This is due to geographical expansion, and a broad advertising campaign, and the improvement of the service.
In 2011, Zalando launched its own logistics center. The construction of the second has already begun in the German city of Erfurt, it should be commissioned in 2012 year.
In February 2012, Zalando successfully completed investment negotiations with the DST Global Investment Fund, which announced that it was acquiring 4% Zalando. The fund also holds shares in Google, Facebook, Groupon and Alibaba. “More than half of our activities are located outside the country. And more than half of the sales are not in shoes, ”says Rubin Ritter, managing director of the online retailer.
Zalando was founded in 2008 and was originally engaged in the online sale of footwear. In 2009, the Austrian version of the site opened, followed by the Dutch, French, Italian, British, Swiss. In 2012, Mr. Zalando began work in Sweden, Belgium, Spain, Denmark and Finland.

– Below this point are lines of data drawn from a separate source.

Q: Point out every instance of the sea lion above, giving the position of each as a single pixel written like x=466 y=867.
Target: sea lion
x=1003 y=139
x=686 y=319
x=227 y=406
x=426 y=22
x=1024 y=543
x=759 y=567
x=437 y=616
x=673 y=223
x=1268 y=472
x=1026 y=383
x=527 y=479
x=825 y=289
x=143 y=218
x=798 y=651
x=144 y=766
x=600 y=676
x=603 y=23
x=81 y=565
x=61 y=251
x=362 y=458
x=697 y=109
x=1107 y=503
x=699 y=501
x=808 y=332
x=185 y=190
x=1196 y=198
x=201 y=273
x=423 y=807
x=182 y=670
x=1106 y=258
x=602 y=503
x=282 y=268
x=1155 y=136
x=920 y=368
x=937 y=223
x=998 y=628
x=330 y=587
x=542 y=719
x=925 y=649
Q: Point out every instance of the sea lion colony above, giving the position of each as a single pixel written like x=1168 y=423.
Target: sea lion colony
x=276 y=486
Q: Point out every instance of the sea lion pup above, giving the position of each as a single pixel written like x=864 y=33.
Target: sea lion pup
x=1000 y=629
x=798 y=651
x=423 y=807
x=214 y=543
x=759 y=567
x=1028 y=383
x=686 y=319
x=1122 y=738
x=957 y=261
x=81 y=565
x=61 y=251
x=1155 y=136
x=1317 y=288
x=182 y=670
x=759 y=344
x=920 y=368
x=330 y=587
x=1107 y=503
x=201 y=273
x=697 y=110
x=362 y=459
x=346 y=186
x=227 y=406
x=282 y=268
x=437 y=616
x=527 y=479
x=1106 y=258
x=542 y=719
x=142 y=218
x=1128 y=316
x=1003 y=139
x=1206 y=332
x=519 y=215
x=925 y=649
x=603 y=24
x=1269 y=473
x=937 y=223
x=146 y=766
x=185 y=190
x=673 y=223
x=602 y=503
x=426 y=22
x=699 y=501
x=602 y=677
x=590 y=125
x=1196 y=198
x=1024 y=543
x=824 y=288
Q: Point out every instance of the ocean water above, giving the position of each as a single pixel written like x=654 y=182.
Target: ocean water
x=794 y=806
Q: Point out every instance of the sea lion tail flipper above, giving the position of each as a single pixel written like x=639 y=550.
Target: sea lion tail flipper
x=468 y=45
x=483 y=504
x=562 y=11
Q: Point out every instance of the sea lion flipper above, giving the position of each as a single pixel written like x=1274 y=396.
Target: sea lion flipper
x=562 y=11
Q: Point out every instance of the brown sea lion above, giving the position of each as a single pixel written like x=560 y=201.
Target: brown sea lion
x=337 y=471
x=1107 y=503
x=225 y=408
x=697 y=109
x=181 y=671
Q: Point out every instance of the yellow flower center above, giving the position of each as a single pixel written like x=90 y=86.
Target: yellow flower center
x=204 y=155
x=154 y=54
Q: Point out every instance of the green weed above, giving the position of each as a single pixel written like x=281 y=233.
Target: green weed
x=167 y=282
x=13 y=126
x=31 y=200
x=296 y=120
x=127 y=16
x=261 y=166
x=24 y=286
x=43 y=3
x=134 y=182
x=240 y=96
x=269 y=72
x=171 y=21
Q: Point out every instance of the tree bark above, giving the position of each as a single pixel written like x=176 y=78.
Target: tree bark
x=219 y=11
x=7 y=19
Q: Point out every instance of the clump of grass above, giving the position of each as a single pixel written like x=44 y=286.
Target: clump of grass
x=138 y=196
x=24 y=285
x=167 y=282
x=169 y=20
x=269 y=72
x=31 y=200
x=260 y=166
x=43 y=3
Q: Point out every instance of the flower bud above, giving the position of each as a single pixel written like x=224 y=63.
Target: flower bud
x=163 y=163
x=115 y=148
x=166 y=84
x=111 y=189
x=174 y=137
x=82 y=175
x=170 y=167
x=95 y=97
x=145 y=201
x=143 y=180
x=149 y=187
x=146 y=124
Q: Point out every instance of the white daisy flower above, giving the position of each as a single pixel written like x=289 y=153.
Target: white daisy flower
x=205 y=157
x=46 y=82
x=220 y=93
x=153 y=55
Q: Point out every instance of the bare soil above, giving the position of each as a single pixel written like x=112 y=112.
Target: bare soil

In Brazil, a subsidiary project opened under the name www.dafiti.com.br, in Japan - www.locondo.jp, in Russia - www.lamoda.ru, in Australia - www.theiconic.com.au.
In addition to international expansion, the German online store launched its own brand and opened an offline shopping center in Berlin. Further in the plans of the company are Indonesia, Malaysia, Singapore and strengthening in Southeast Asia.
According to the company, about 30 thousand pairs of shoes are sold daily through the online store, including the British youth brands BETSY and KEDDO. The owners are confident that 300% growth per year is quite realistic plans for 2012. By the beginning of 2013, the company expects to achieve a turnover of 1,3 billion euros. My materials analpa.ru.